Convocamos uma ideia sinfônica, pluriétnica, de múltiplas conformações a partir do riquíssimo acervo da FBN, entre a Bíblia de Mogúncia e o Documento de Aparecida, as bulas papais e os Sermões de Vieira, o fim da escravidão e a teologia das religiões, o Império e a República, a globalização e a defesa da Casa comum.
Nosso desenho procurou adequar os laços, nada triviais, entre o devir e a memória dos objetos, a lacuna e o sistema, a identidade e a diferença.
A memória da Biblioteca oferece páginas sublimes e dramáticas, que inspiram formas de reparação e de mudança, inafastáveis do processo democrático. E a BN se reveste dessa missão, ao ampliar, dentro de novos padrões, sensíveis e abertos, a memória das etnias do Brasil.

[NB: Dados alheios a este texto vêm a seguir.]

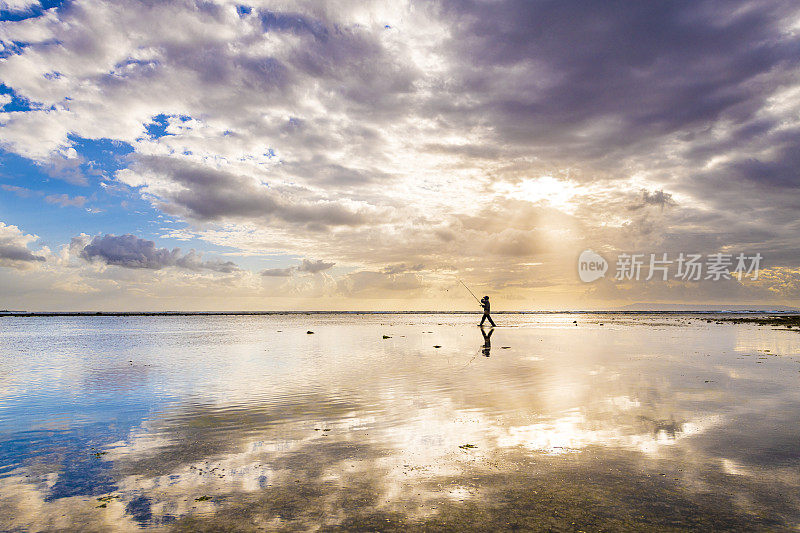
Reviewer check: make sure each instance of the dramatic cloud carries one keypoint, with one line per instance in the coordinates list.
(314, 266)
(14, 250)
(130, 251)
(278, 272)
(306, 265)
(413, 141)
(65, 200)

Para além das demandas pragmáticas, políticas e funcionais da esfera da diplomacia, esse bicentenário é também uma convergência de eutopias: da promessa cristã, do sebastianismo, da Terra sem males, da resistência quilombola, das tradições judaica e muçulmana.
Protagonista desse diálogo, a partir do Vaticano II, e do pontificado do Papa Francisco, a Santa Sé vem promovendo o diálogo inter-religioso, a cultura do acolhimento e da paz, a defesa da diversidade cultural e do planeta onde vivemos.

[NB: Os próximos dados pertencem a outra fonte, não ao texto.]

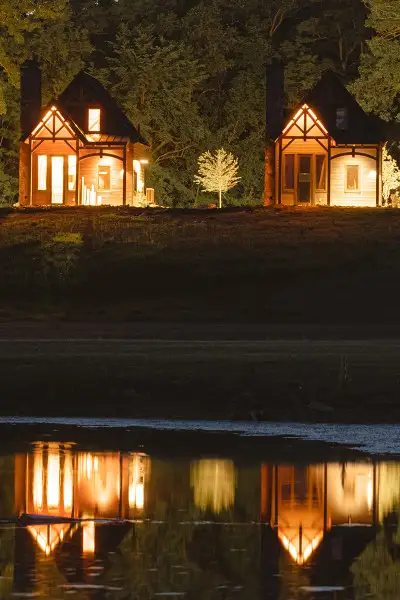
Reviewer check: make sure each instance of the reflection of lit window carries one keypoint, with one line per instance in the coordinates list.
(72, 172)
(42, 172)
(352, 178)
(94, 119)
(53, 480)
(88, 542)
(104, 179)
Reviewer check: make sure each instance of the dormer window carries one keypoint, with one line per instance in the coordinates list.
(94, 116)
(342, 118)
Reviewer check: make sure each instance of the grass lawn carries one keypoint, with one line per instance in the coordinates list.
(317, 265)
(320, 266)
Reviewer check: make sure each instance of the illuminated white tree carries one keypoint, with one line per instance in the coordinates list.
(390, 174)
(217, 172)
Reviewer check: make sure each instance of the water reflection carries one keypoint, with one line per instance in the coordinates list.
(134, 526)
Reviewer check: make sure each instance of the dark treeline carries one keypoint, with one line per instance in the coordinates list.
(191, 73)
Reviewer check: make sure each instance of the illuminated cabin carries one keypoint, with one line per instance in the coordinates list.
(80, 149)
(327, 151)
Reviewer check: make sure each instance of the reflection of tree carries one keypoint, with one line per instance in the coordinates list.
(213, 483)
(376, 572)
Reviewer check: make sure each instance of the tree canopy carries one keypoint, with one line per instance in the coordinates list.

São estes os elementos mais preciosos de nossa agenda comum, voltada para um futuro, cujos motores apressamos, em termos teológicos e filosóficos, entre cristãos e não cristãos, crentes e ateus, segundo uma esperança obstinada: uma demanda de paz e justiça.
E só depois, enquanto promotores da utopia, cresce uma agenda poética, como naquela página de Degustação, de Antônio Carlos Villaça, ao imaginar um mosteiro ideal no coração do Brasil. Pura metáfora de sonho e e de acolhida, como quem diz templo, terreiro, sinagoga ou mesquita. Que essa demanda emocionante de Villaça aqueça nossos vínculos futuros:
“O mosteiro se chamaria da Ressurreição. Ou se chamaria de Nossa Senhora da Ternura?

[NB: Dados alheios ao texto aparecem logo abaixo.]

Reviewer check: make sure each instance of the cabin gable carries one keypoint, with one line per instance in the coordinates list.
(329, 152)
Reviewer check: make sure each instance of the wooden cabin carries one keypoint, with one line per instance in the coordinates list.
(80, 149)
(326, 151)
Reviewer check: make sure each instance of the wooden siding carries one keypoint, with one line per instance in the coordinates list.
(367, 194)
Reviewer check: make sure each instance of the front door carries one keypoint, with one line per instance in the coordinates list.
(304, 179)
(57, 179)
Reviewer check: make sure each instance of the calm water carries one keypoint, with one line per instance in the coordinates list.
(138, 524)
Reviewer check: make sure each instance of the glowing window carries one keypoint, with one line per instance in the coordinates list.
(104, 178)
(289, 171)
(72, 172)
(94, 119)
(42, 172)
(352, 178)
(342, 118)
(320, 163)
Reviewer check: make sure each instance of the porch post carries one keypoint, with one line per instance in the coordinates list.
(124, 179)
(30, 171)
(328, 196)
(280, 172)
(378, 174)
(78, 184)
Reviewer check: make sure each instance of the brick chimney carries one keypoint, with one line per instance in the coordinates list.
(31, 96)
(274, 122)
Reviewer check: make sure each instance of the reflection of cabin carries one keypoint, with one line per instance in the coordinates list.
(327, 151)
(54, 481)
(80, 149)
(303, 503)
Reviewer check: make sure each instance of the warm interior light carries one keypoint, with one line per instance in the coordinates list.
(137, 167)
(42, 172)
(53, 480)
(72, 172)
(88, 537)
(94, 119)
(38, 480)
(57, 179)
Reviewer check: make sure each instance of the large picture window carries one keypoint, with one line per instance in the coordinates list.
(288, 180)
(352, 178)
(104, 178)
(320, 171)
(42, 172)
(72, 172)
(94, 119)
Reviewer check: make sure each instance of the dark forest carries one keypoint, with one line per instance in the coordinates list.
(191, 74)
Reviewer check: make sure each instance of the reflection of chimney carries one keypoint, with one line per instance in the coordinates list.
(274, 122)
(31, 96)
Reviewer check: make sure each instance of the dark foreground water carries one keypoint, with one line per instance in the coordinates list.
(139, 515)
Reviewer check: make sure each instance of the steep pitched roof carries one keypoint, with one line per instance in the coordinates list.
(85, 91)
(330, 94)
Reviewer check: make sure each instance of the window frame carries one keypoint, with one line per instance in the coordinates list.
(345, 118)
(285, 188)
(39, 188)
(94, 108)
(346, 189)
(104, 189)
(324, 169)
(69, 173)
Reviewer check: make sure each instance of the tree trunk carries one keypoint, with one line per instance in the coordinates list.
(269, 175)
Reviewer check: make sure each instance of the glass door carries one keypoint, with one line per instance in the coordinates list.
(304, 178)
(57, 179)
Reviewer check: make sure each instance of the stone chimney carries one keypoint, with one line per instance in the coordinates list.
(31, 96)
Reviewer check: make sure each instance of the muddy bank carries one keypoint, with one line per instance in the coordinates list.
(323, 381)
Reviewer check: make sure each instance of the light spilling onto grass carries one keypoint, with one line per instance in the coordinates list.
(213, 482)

“Bem. Sonho com esse mosteiro. Seria um mosteiro naquela ponta entre Goiás, Maranhão, Piauí e Bahia. Uma ponta. Sempre sonhei com um mosteiro ali, naquele ponto, naquela ponta, no meio do mato, em pleno sertão.
“E lá ficaríamos em paz. Naquele fim de mundo. E seria um mosteiro com aeroporto, com piscina, com sauna, com terraço para banho de sol, com jardins, com bosque. Sim, um parque, uma espécie de fazenda, para nosso regalo. E naturalmente uma biblioteca.”